Siempre me hacen gracia las dimisiones por imperativo policial. O sea, aquellas que se producen cuando el hecho es perseguido públicamente por las fuerzas del orden o por la Justicia.
Son esos que dejan el cargo tras su detención, imputación o multa y aún tienen el valor de presentar su decisión como un acto de responsabilidad.
El del presidente del Barclays no es el primer caso pero sí el último que hemos conocido. En esta ocasión ha sido por manipular los tipos de interés interbancario, razón por la que fue multado el Barclays la semana pasada.
Lo que me llama la atención no es que dimita sino que pida disculpas por lo que hizo su banco entre 2005 y 2009. Las disculpas son necesarias, sin duda, pero me pregunto si hubiera dimitido en el caso de que no se hubiera hecho público lo sucedido ni las autoridades británicas hubieran multado a la entidad.
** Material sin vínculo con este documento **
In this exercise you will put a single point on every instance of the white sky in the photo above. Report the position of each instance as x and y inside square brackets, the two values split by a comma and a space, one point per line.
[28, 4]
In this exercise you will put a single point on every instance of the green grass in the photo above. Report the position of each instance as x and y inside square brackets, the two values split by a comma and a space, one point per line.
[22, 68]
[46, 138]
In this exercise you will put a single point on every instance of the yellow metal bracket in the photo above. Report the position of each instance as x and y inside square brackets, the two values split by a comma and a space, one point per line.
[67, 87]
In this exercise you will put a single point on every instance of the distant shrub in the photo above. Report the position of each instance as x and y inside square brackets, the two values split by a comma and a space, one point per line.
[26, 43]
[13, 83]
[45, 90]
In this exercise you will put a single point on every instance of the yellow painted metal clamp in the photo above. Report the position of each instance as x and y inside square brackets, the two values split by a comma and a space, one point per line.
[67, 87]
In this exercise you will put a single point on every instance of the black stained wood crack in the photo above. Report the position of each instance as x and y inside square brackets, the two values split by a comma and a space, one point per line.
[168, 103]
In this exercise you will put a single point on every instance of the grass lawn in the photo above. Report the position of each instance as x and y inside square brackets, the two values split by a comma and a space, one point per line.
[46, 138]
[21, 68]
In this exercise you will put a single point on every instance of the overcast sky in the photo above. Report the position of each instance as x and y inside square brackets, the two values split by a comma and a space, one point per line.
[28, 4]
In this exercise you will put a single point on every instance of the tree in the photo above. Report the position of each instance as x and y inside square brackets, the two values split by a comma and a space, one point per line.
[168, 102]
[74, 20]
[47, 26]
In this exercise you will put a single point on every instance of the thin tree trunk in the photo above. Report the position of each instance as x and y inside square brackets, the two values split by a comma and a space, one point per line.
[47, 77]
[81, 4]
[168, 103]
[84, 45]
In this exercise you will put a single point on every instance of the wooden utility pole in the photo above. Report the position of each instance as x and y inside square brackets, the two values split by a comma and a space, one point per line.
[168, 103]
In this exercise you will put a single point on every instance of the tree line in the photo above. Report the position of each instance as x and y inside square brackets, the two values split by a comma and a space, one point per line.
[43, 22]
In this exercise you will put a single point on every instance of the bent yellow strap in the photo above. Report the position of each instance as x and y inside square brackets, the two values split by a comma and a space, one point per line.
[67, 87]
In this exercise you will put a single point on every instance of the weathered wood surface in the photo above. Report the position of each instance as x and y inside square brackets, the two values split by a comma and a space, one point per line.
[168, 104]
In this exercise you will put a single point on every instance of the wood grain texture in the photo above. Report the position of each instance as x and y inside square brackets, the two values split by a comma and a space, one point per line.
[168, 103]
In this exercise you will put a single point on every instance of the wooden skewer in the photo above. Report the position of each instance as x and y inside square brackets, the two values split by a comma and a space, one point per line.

Si todo hubiera quedado en la oscuridad de la ignorancia y en la impunidad del silencio, ¿hubiera actuado de la misma forma?
Quienes esperan a que se haga pública la acción ilegal o deshonrosa, no responden a su conciencia sino a la efectividad de los investigadores policiales, por tanto, su renuncia y perdón tienen poco valor como ejercicio de responsabilidad.
Si el Barclays hizo mal, lo grave no es que se sepa sino que lo hiciera.
Aparte de eso, la noticia es inquietante y apunta a la cumbre de un iceberg que aún no ha aflorado: las prácticas inmorales de algunas entidades bancarias. Aquí lo hemos visto. Y evidenciado en la última Junta de accionistas de Bankia.
También su presidente hablaba de “reconciliarse” con los clientes pero para ser perdonado hay que confesar los pecados y eso es lo que está faltando en los bancos. No solo transparencia sino lamento por haber abusado de la confianza y confesión de prácticas inapropiadas. Del Barclays sabemos algo; de las preferentes, también, pero el iceberg es mayor que lo que asoma.